To identify exosome-like vesicles, 30 μg vesicles, as determined by the BCA method, was dissolved in RIPA Lysis Buffer (KeyGEN, China), resolved on a 10% polyacrylamide gel and blotted on to a nitrocellulose membrane. The membranes were blocked and then incubated with primary antibodies against CD9 (1:1000, Zen Bioscience, China, 220642), TSG101 (1:1000, Zen Bioscience, China, 341000), CD63 (1:1000, Zen Bioscience, China, 615509) and β-actin (1:1000, Abcam, ab3280) at 4°C overnight, followed by horseradish peroxidase (HRP)-conjugated secondary antibodies for 1 h at room temperature. Immobilon Western Chemiluminescent HRP Substrate (Millipore) was used for the detection following the manufacturer's instructions. Signals were visualized with a ImageQuant LAS 4000 mini machine (GE Healthcare). To detect adipogenic markers during adipogenesis, total proteins were extracted from treated cells at various times by using a Total Protein Extraction Kit (KeyGEN, China). 30 µg cellular protein from each sample was resolved by SDS-PGAE followed by immunoblotting as above. Primary antibodies against PPARγ2 (Abcam, ab45036), adiponectin (Abcam, ab62551), WISP2 (Zen Bioscience, China, 507456) (all used at a dilution of 1:1000) and GAPDH (1:5000, Zen Bioscience, China, 200306-7E4) were used in this study. Band intensities were determined using ImageJ software and normalized to internal control GAPDH.

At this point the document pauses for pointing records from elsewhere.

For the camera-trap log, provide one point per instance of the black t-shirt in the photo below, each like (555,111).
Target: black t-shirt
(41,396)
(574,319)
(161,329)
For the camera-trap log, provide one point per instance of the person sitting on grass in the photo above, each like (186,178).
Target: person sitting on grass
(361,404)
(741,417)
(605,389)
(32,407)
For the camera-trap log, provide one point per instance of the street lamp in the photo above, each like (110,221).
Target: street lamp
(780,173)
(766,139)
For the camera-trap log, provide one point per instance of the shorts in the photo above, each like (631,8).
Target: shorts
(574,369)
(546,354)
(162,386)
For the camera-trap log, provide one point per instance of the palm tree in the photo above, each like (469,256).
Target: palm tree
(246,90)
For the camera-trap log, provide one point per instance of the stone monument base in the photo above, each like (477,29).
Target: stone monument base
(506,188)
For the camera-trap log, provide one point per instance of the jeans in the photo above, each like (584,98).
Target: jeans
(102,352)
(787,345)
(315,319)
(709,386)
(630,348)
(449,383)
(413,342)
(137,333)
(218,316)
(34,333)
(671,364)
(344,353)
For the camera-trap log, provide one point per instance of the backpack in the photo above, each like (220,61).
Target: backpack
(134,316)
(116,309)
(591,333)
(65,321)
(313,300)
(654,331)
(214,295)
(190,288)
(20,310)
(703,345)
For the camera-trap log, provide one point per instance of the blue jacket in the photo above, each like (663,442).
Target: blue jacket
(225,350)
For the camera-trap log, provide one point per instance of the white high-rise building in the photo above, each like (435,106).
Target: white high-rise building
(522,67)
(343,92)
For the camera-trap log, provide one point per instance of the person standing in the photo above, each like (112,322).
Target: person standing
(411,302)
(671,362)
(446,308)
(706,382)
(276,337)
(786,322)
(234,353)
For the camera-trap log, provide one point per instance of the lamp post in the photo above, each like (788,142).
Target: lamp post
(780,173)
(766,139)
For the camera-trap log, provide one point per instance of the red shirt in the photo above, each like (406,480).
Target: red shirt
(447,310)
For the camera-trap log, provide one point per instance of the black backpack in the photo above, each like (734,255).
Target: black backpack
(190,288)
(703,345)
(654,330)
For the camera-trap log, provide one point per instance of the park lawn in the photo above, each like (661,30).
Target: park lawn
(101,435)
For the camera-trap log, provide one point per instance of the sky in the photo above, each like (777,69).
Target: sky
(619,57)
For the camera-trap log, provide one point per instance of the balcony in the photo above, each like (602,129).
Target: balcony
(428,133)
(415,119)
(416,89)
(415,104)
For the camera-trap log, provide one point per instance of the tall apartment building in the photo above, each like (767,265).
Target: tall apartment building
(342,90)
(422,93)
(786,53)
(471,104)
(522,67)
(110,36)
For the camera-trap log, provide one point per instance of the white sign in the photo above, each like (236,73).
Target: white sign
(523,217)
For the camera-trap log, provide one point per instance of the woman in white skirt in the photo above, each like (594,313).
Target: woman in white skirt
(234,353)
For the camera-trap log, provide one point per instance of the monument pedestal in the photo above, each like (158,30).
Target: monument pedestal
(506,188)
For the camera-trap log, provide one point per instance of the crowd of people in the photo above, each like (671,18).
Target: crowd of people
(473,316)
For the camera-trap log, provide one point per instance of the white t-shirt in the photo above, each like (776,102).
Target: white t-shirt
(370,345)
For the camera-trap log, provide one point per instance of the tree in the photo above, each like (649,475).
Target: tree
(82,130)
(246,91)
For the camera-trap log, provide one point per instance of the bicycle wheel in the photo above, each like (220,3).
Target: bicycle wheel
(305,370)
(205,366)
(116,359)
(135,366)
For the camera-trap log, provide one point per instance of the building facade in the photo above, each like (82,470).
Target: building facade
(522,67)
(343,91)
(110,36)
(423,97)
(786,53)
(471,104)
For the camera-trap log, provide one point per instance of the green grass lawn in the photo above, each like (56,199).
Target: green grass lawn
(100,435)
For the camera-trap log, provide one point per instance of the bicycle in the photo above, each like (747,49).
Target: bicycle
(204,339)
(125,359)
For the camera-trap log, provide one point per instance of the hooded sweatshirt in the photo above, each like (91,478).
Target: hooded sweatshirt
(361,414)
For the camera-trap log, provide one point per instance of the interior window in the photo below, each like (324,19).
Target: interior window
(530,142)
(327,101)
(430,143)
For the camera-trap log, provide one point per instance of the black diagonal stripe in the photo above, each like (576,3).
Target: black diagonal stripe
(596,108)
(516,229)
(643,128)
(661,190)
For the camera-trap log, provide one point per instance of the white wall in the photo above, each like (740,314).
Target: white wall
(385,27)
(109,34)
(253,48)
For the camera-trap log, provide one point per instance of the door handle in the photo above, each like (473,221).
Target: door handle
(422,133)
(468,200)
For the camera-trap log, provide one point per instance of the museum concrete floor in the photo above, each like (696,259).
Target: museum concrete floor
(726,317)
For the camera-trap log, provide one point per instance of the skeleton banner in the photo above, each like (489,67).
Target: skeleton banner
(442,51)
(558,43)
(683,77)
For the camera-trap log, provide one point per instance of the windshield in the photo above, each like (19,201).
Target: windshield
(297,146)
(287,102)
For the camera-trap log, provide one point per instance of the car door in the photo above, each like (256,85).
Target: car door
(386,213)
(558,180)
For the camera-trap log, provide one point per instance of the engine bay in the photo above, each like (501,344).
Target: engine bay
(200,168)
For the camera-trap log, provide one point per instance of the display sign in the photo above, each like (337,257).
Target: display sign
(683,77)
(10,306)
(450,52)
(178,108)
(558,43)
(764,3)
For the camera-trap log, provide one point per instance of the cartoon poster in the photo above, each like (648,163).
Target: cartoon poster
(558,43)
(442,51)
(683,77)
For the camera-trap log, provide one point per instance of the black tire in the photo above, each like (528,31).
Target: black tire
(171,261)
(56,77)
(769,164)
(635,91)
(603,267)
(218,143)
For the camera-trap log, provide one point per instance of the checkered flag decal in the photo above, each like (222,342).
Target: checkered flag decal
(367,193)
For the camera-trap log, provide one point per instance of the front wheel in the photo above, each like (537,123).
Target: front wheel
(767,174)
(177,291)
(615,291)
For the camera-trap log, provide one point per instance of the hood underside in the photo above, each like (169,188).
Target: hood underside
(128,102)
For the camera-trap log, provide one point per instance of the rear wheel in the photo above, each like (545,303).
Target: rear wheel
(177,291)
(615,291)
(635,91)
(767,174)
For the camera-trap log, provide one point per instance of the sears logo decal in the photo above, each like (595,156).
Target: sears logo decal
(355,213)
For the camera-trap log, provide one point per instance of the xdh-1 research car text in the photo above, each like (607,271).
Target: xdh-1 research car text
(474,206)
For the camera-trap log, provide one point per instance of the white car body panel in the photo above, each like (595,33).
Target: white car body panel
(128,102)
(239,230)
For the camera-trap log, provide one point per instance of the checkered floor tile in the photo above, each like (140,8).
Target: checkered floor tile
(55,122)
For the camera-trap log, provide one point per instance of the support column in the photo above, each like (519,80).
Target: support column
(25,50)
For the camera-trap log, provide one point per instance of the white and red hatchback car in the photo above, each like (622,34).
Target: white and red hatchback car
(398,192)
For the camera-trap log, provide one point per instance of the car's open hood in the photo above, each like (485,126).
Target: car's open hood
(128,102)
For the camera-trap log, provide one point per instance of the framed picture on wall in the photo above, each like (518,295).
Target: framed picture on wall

Total cellular RNAs were extracted using RNAiso Plus (TaKaRa Biotechnology) according to the manufacturer's instruction. The RNAs were transcribed into cDNAs with a First Strand cDNA Synthesis Kit (Thermo Scientific). Specific cDNAs were amplified with SYBR Premix ExTaq (TaKaRa Biotechnology, Japan) utilizing an Eco Real-time PCR System (Illumina). Reaction conditions were: 95°C for 2 min; followed by 40 cycles of 95°C for 5 s, 60°C for 30 s. The results were analyzed by using the 2^−ΔΔCT relative quantitative method, with GAPDH as an internal control. miRNAs from 1 mg vesicles were extracted with an miRNA Isolation kit (OMEGA) according to the manufacturer's instructions, then transcribed into cDNA by using an miRcute Plus miRNA First-Strand cDNA Synthesis Kit (TIANGEN, China). cDNAs were amplified with an miRcute miRNA qPCR Detection Kit (SYBR Green) (TIANGEN, China) by utilizing an Eco real-time PCR system (Illumina). U6 was used as an internal control. Primer sequences are listed in Table S1.

Each experiment was repeated at least three times. Data are expressed as mean±s.d. Statistical analysis was performed with a paired Student's t-test. P<0.05 was considered statistically significant.